If Babangida could be forgiven for his other atrocities against Nigeria and Nigerians, he will never get absolution for aborting the nation’s hope through his annulment of the 12th June 1993 presidential election. After taking the nation on a transition to civil rule rigmarole, he eventually conducted what was adjudged to be the freest and fairest election in Nigeria. Nigerians not only saw the election as a harbinger of hope, but the charting of a new dawn. June 12 emblematize what should have been the Nigerian dream that will enable a Yoruba man to win an election in Kano the home state of his political opponent. But Babangida aborted that hope.

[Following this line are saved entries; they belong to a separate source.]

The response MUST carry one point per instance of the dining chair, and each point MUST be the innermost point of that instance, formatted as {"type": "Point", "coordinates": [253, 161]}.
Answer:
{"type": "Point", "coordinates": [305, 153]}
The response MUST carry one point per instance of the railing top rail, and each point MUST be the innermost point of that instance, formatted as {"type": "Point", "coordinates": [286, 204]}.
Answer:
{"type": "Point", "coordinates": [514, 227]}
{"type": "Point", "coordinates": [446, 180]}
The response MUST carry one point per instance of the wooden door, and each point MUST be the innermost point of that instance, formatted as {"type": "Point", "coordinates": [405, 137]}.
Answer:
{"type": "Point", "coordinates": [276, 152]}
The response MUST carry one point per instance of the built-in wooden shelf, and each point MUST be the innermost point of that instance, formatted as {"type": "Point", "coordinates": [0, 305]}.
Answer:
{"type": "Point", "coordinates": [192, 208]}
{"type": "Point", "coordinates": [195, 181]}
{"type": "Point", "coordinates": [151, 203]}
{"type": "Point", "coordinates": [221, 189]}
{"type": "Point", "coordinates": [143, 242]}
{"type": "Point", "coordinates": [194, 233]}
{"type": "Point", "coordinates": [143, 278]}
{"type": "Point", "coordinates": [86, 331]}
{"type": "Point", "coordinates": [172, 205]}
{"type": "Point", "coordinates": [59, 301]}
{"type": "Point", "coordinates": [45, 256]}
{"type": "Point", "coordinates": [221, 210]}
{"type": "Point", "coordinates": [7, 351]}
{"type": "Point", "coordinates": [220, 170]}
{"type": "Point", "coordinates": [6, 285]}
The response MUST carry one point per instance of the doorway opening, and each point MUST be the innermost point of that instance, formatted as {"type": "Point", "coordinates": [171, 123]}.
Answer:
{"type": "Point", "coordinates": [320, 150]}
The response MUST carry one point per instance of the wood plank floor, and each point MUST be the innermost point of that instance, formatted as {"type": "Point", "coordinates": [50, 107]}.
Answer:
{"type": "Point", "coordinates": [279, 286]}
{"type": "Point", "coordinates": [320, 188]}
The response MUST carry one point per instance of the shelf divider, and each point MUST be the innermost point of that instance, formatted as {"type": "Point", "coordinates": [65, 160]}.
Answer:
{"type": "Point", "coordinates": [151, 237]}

He annulled that dream. That act of perfidy to the nation became his albatross. Babangida’s awareness of the enormity of his crime against Nigeria continues to hunt him and it will remain so for as long as he is here and even beyond.

It was that awareness of the fatwa of history that made Babangida to want to manipulate our history and memory. His response as to why he annulled June 12 was that a bloody coup could have taken place had the winner of the election been sworn in. It took Babangida almost thirty years to tell us this. Why then did he not arrest the plotters the way he did Mamman Vatsa? Bunkum is what the claim is. Babangida had an opportunity for atonement at the Oputa Panel, but hubris and part fear of the verdict of the people made him to shun the Panel. He even went to court over it. Let Babangida spend eternity trying to adjust historical truths, he will continue to fail.

 

His book For Their Tomorrow We Gave Our Today failed to convince Nigerians who rightly believe that Babangida stole out tomorrow for his today. Babangida is already in the court of history. Sadly for him, unlike Fidel Alejandro Castro, he will not be able to say historia me absolvera because history will never forget because Nigerians will never forget Ibrahim “Badman” Babangida (IBB) did to us!